Declaração foi dada em entrevista ao Congresso em Foco.

Declaração foi dada em entrevista ao Congresso em Foco.Reprodução/YouTube

Inviabilidade do setor

Ramos afirmou que o texto é rejeitado pela entidade porque mudaria a natureza das plataformas, tratadas no texto como empresas de transporte, e não como empresas de tecnologia que intermediam oferta e demanda. Na avaliação do vice-presidente, essa lógica cria uma regulação incompatível com a operação do setor e pode inviabilizar o serviço.

"O texto tem nossa rejeição porque ele inviabiliza o serviço. Transforma as plataformas de tecnologia de intermediação entre oferta e demanda numa empresa de transporte. E ele tenta enquadrar um serviço do século XXI numa legislação de 1943, que é a CLT."

Outro ponto central da crítica é a retirada da definição de motoristas e entregadores como trabalhadores autônomos. Segundo Ramos, mesmo que o relatório diga que eles não são celetistas, a exclusão da expressão "autônomo" abre margem para insegurança jurídica e futuras controvérsias. Na avaliação da Amobitec, a autonomia é parte essencial do modelo, já que os profissionais escolhem quando, onde e quanto querem trabalhar.

A entidade também defendeu que a criação de uma taxa mínima fixa para corridas e entregas por aplicativo, como prevê o relatório, pode reduzir a renda de motoristas e entregadores em vez de aumentá-la. Como destacou Ramos, quando o preço ao consumidor sobe, a demanda cai, o número de pedidos diminui e os trabalhadores passam a ter menos oportunidades de ganho.

"Quando você estabelece uma tarifa fixa, uma remuneração mínima fixa, em especial do entregador, você muda a natureza, você muda o modelo de negócio de todas as empresas que operam no setor."

No relatório, Augusto Coutinho estabelece taxa mínima de R$ 8,50, mas o Executivo busca aumentar para R$ 10,00. Para o ex-deputado, a participação do governo na discussão está "contaminada" por intenções eleitorais. A tendência, como previu Ramos, é de que o texto atual desagrade a todos, desde plataformas, trabalhadores, consumidores até o próprio governo.

O vice-presidente reiterou que as plataformas já fazem parte da mobilidade urbana e do consumo cotidiano, de modo que o encarecimento do serviço pode afetar não apenas empresas e trabalhadores, mas também pequenos negócios, deslocamentos nas cidades e o próprio consumidor.

Pilares da regulamentação

Ramos afirmou que a Amobitec busca regulamentação do trabalho por aplicativos desde 2022, desde que seja apoiada em três pontos centrais responsáveis por garantir a sustentabilidade do setor. Na visão da entidade, a viabilidade econômica das empresas, a proteção social dos trabalhadores e a acessibilidade do serviço para o consumidor devem ser determinantes na legislação.

Manter a viabilidade econômica, segundo o vice-presidente, depende do reconhecimento de que as plataformas são empresas de tecnologia, e não de transporte, além de garantir segurança jurídica com a definição clara de que motoristas e entregadores são autônomos. Esse é um ponto de divergência entre o relatório e a entidade.

"O que garante a sustentabilidade e a segurança jurídica das empresas operadoras é a clareza da natureza jurídica da relação entre as empresas de tecnologia e os motoristas e entregadores. O entendimento de que o trabalhador é autônomo."

Já no campo da proteção social, a Amobitec concorda com a necessidade de contribuição previdenciária, seguro, renda mínima e mais transparência na distribuição de corridas e punições, o que está previsto no texto apresentado por Augusto Coutinho.

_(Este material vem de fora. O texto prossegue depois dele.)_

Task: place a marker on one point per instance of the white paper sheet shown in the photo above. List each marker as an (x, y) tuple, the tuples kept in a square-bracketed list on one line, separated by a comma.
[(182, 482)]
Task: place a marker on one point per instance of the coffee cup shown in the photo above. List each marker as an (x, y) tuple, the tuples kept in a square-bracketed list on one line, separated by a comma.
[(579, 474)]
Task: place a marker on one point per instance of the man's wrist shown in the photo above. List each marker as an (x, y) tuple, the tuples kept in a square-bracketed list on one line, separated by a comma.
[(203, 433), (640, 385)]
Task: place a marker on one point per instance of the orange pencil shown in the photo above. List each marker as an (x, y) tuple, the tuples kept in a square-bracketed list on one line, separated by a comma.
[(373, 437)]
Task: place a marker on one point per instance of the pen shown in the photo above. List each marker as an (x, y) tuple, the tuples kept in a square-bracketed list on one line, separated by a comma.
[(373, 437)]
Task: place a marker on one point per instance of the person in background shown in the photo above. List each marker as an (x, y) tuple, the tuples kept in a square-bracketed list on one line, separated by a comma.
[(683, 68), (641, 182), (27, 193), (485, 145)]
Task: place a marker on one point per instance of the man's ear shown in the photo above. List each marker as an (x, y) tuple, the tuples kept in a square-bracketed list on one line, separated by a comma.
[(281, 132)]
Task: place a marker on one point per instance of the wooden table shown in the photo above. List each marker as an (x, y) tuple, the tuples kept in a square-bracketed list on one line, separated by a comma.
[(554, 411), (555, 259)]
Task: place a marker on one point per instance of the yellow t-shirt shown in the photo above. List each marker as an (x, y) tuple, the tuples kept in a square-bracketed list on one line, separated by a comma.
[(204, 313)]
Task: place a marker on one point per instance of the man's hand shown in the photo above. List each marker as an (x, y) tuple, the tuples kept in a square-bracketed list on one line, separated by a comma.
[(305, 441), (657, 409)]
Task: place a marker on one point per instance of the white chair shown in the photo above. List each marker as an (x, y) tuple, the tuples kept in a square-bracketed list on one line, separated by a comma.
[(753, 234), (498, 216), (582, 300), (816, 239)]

O terceiro pilar é manter o serviço acessível ao consumidor. Ramos destacou que regras que encareçam as entregas e corridas, como uma tarifa mínima elevada, podem afastar usuários, reduzir pedidos e prejudicar toda a cadeia, de restaurantes a trabalhadores e plataformas.

Na avaliação de Ramos, o debate atual escuta pouco os consumidores e a diversidade de perfis dos próprios trabalhadores. O vice-presidente defendeu que a regulação seja construída com mais equilíbrio e aderência à realidade da economia digital.